Getty Amari Cooper of the Dallas Cowboys

The clock has expired.

After weeks of haggling, the Dallas Cowboys and star wide receiver Amari Cooper could not reach an agreement on a long-term contract prior to the NFL’s Monday deadline.

As of noon, when the legal tampering window opened, Cooper officially is an unrestricted free agent, free to negotiate with outside clubs. Deals can be consummated during the tampering period but not formally signed until 4 p.m. ET on Wednesday, the start of the new league year.

The sides had engaged in heavy negotiations after Cooper’s agent shared an “upbeat” conversation with Dallas brass at last month’s Scouting Combine. ESPN’s Ed Werder reported last Tuesday the team was “working hard” to lock down Cooper, whose camp appeared “motivated at the moment to get something done.”

Werder’s update piggybacked off colleague Josina Anderson’s Feb. 29 report that discussions “are set to intensify very soon.” They had been in a holding pattern due to the Collective Bargaining Agreement, which the NFL and NFL Players Associated ratified Sunday.

The Cowboys’ leading receiver in 2019, Cooper battled through numerous lower-body injuries to deliver 79 catches for a career-high 1,189 yards (eighth-most in the NFL) and eight touchdowns, also a new personal best. He’s on record as expressing a “wholehearted” desire to stay put for the foreseeable future, committing to the club which surrendered a first-round pick to pry him away from the Raiders in 2018.

“Listen. I love being a Dallas Cowboy,” Cooper reiterated earlier this month, via Blogging the Boys. “I love everything about it. I was just thinking about that today. I think about it almost every day, really. Just primetime games. It seems like more night games than everybody and that always feels good to a football player. You know everything. The facility, I love it here in Frisco where I stay at now. Just the aura of being a Dallas Cowboy, you can’t beat it.”

New head coach Mike McCarthy, too, divulged the “goal” of re-signing Cooper and fellow unrestricted free agent WR Randall Cobb.

“Having a chance to get through all the tape, [Cooper] did a lot of great things and it really looks like he’s in sync with Dak,” McCarthy noted last month.

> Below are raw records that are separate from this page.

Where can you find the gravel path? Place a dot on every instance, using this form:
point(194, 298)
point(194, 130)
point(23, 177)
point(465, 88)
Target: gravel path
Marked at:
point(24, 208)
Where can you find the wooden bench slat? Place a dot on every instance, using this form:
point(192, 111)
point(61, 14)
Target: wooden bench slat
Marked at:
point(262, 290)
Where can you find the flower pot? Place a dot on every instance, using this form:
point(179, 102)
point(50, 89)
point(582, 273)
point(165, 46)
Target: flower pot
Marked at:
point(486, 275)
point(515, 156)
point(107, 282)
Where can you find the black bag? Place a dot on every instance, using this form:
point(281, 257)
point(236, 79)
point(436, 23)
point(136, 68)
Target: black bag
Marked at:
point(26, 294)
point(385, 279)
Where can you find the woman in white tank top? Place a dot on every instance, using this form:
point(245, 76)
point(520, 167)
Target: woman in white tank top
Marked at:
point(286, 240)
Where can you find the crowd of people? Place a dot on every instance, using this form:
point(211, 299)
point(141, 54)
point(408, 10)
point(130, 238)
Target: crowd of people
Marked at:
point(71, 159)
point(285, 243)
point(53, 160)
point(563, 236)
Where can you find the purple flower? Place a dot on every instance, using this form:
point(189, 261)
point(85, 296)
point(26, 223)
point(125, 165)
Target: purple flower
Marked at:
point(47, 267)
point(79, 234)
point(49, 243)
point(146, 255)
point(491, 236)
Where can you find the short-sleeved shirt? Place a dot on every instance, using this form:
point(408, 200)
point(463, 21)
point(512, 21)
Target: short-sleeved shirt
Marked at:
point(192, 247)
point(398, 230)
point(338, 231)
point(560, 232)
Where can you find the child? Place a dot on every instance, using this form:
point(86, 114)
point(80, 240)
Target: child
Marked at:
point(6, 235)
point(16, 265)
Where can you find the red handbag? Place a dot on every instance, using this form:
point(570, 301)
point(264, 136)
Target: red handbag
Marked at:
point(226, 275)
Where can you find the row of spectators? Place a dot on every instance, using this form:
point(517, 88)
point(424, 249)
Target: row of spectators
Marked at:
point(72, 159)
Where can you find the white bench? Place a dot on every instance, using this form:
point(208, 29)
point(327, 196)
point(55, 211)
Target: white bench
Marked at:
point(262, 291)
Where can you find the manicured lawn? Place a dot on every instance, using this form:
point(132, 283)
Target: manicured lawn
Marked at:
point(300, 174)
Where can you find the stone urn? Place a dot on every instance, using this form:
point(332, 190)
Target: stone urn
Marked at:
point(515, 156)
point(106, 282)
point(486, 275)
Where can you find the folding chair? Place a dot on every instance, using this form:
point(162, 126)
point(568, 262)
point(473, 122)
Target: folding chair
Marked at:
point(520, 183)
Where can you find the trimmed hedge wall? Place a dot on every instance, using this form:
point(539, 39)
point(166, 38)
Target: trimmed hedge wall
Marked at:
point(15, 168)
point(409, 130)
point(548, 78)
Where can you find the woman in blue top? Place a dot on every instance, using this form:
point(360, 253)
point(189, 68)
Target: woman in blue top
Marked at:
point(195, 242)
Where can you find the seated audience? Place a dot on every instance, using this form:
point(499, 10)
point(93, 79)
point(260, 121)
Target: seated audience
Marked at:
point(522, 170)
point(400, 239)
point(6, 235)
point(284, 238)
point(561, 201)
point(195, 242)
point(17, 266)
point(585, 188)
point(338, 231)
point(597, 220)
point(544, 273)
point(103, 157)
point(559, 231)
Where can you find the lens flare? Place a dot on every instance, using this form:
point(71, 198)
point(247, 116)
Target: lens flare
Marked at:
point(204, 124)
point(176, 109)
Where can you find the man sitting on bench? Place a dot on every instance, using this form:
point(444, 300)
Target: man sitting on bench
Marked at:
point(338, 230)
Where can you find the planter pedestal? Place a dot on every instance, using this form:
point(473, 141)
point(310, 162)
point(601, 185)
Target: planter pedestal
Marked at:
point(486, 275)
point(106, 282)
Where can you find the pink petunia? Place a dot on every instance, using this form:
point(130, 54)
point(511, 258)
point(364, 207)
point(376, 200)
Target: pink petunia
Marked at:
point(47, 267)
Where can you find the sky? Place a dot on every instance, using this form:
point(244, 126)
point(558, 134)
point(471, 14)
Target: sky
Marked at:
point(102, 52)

But allowing him to reach the open market puts a dent in those plans. He’s far and away the best receiver available, offers for whom should check in around $20 million annually, possibly surpassing the five-year, $100 million pact that New Orleans’ Michael Thomas signed last season, which included $60.598 million guaranteed and a $20 million signing bonus.

The Cowboys entered Monday with approximately $74 million of available salary-cap space. A chunk will be allocated to quarterback Dak Prescott, who was assigned the exclusive franchise tag, worth about $33 million for 2020, assuming he signs it.

Cooper should have multiple suitors inquiring about his services. Potential landing spots include Green Bay, Houston, Buffalo, and Philadelphia.

Dallas will continue discussions with Cooper, and there’s certainly still a strong chance he returns to North Texas. But it’s not quite the slam-dunk as initially presumed.